Reverse DNS (rDNS) for Email Deliverability

What is reverse DNS?

Reverse DNS (rDNS) is the opposite of a normal DNS lookup. A regular DNS lookup takes a domain name and returns an IP address (A record). A reverse DNS lookup takes an IP address and returns a domain name (PTR record). This is used by receiving mail servers to verify that the IP address sending an email actually belongs to the domain it claims to be from.

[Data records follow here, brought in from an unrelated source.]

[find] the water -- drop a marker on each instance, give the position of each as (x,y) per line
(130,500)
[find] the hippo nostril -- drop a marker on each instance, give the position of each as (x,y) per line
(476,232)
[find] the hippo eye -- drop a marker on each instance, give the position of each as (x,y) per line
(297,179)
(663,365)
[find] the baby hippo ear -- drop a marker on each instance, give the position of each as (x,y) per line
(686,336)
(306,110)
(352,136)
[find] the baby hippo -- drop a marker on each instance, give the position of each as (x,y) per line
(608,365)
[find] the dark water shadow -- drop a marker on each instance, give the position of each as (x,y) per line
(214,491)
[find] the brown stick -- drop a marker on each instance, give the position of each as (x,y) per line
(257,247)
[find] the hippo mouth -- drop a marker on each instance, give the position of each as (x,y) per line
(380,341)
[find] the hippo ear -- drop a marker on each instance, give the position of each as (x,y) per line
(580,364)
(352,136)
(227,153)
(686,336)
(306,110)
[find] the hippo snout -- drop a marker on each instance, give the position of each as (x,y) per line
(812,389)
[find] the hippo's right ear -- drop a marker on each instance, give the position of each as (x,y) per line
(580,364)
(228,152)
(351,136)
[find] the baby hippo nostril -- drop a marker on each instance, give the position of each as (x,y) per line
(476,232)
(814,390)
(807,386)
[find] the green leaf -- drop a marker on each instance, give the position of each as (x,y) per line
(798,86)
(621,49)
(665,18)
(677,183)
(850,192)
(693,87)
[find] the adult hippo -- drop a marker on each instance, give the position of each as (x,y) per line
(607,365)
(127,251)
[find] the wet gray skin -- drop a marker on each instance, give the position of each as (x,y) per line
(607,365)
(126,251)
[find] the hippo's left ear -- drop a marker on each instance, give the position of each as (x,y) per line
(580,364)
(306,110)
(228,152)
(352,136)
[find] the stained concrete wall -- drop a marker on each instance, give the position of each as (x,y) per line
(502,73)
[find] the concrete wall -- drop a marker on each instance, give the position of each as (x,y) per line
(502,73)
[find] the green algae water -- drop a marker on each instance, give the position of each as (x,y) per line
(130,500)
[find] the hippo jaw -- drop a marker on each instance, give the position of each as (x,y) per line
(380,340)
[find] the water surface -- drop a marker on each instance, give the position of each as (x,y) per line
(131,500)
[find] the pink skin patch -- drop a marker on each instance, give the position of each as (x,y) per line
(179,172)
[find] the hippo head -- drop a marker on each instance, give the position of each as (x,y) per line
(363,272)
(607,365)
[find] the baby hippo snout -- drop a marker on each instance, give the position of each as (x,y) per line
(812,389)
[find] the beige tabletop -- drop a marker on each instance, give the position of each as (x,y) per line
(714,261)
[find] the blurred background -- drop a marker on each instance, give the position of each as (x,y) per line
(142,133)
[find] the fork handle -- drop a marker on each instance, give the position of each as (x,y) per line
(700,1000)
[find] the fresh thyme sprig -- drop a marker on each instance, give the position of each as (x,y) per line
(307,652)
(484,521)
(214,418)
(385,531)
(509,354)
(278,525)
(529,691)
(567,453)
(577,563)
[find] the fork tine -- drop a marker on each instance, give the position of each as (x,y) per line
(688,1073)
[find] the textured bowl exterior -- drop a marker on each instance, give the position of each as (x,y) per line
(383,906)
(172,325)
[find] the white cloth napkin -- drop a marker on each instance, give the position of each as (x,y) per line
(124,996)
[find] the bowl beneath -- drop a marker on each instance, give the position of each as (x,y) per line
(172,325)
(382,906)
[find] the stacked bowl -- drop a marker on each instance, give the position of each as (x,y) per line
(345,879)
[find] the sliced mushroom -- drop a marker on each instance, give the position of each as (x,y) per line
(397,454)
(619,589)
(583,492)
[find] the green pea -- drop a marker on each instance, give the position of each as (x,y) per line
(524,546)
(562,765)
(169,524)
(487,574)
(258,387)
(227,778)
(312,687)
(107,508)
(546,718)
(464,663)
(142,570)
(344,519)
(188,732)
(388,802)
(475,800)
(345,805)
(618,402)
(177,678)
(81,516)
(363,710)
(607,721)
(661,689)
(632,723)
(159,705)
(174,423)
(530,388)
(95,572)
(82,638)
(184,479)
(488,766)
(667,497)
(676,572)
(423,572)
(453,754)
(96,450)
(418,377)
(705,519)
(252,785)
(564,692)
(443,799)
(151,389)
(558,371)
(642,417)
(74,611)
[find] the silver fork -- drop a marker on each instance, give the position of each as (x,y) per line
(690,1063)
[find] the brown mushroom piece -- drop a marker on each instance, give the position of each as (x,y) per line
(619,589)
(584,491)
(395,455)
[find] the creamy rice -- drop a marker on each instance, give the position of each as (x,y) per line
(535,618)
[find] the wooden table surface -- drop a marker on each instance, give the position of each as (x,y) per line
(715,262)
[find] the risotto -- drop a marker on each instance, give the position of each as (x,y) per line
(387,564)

For example: your email is sent from IP 203.0.113.50 claiming to be from yourdomain.com. The receiving server performs a reverse DNS lookup on 203.0.113.50. If that returns 'mail.yourdomain.com' — match, trust increases. If it returns nothing, or returns an unrelated hostname — red flag.

• rDNS (PTR records) are most important when sending from dedicated IPs.
• Cloud providers like Google Workspace and Microsoft 365 handle rDNS automatically — you don't need to configure it.
• Self-managed SMTP servers on dedicated IPs need PTR records configured by your hosting provider.

Why rDNS matters for deliverability

Many receiving mail servers (especially those running Postfix, Exim, or similar) perform a reverse DNS check as one of their earliest spam filters. A sending IP with no PTR record, or one that doesn't resolve back to a plausible mail server hostname, will fail this check and may be rejected outright or scored very low.

For senders on managed email providers (Google Workspace, Zoho, Microsoft 365), rDNS is not your problem — these providers maintain correct PTR records for their sending IPs. rDNS becomes your concern only if you're running your own mail server on a dedicated or VPS-hosted IP.

Checking your reverse DNS

To check your sending IP's PTR record: first, find your sending IP address (look in the email headers of a sent message — the 'Received: from' line). Then run a reverse DNS lookup using MXToolbox (mxtoolbox.com/ReverseLookup.aspx) or nslookup.

A healthy PTR record will return a hostname that matches or is related to your sending domain. A missing PTR record is a problem. A mismatched PTR (pointing to a completely different domain or a generic ISP hostname like '50.113.0.203.in-addr.arpa') suggests the IP wasn't configured for mail sending.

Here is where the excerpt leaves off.